Isaac and Rosetta set sail for Melbourne in 1851, when Isaac was nearly fifty years old and had gone into business without much success.
However, the story goes that when he had money, he gave five guineas to the building fund of the synagogue and bought part or all of the Hebrew library from Dr. David Hailperin. The Pulvers had six children – four born in England and two in Australia. The two born in Melbourne were Solomon and Louis, neither of whom married.

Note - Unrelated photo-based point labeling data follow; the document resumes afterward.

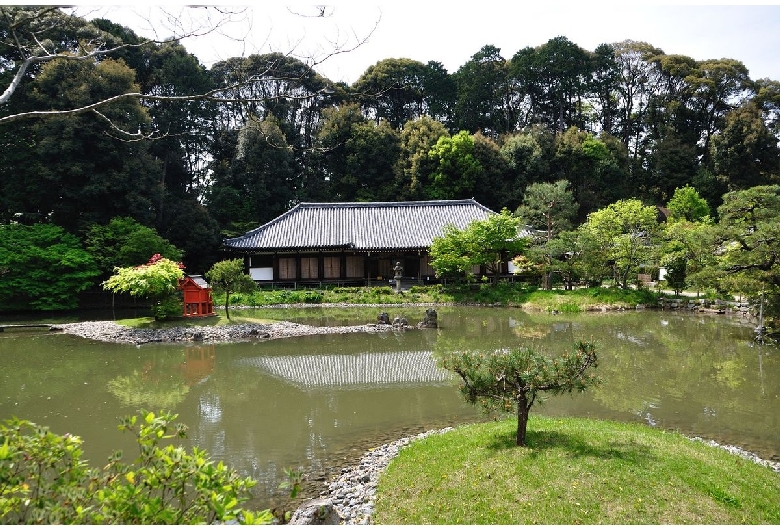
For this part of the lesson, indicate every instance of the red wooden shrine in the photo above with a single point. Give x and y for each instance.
(197, 297)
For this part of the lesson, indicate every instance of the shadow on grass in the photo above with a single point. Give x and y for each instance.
(538, 441)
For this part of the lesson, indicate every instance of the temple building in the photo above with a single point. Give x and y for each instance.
(352, 243)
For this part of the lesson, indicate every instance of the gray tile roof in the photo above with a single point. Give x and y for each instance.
(361, 225)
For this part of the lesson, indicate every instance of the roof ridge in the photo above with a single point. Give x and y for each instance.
(356, 204)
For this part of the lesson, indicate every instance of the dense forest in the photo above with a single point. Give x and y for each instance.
(198, 154)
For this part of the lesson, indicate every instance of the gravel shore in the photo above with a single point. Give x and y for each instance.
(108, 331)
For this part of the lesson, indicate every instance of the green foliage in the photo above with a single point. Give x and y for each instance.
(158, 280)
(548, 206)
(457, 169)
(748, 238)
(43, 480)
(42, 267)
(622, 235)
(490, 243)
(686, 203)
(513, 380)
(575, 471)
(227, 277)
(124, 242)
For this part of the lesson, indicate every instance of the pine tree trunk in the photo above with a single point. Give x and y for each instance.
(522, 420)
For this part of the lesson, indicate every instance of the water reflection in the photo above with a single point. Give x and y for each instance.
(366, 369)
(318, 402)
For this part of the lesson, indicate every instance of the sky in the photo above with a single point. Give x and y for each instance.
(451, 34)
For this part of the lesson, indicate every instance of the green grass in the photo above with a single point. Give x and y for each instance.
(505, 294)
(574, 471)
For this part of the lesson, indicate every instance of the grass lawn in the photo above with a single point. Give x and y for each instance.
(574, 471)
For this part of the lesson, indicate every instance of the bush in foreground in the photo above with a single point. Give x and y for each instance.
(573, 471)
(43, 480)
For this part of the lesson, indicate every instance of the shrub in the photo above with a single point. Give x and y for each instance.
(43, 480)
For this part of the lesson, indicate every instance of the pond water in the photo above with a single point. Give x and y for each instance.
(318, 403)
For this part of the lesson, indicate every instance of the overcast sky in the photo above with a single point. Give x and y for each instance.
(450, 33)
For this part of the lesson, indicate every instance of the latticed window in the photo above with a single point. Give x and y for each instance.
(331, 266)
(309, 269)
(355, 267)
(286, 268)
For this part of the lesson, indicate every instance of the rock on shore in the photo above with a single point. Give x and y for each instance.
(108, 331)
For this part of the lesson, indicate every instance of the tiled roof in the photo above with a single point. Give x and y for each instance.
(361, 225)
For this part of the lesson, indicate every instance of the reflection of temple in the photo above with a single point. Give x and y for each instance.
(362, 369)
(198, 363)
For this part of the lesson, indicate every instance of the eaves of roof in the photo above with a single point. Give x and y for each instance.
(360, 226)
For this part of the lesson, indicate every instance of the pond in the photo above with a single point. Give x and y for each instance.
(318, 403)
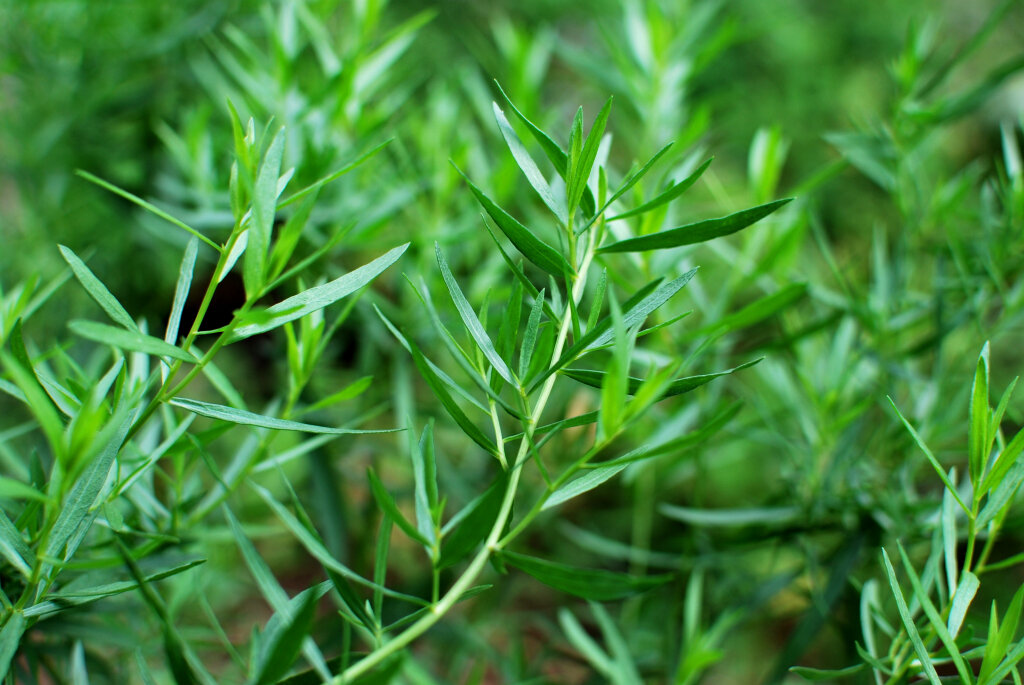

Louis was born in 1855 and educated in Melbourne. He acquired good Jewish knowledge and training in traditional synagogue melodies through his father. Her secular education came from the Jewish Day School and Melbourne Model School. He majored in music and obtained a certificate from the Victorian Education Department. He funded most of his education by working as a warehouse assistant for Feldheim, Jacobs and Company for three or four years. He became a proficient violinist, pianist and organist, as well as other instruments. He was honorary secretary of the local orchestral society, composed the music for some of Longfellow’s poems, and taught music and singing. His main focus was within the Jewish community with his Jewish career initially centered on the East Melbourne Hebrew Congregation, where he was choirmaster, secretary, teacher and principal. He disliked secretarial work and felt dissatisfied with his work with the choir, in part because he could not recruit enough boy choristers.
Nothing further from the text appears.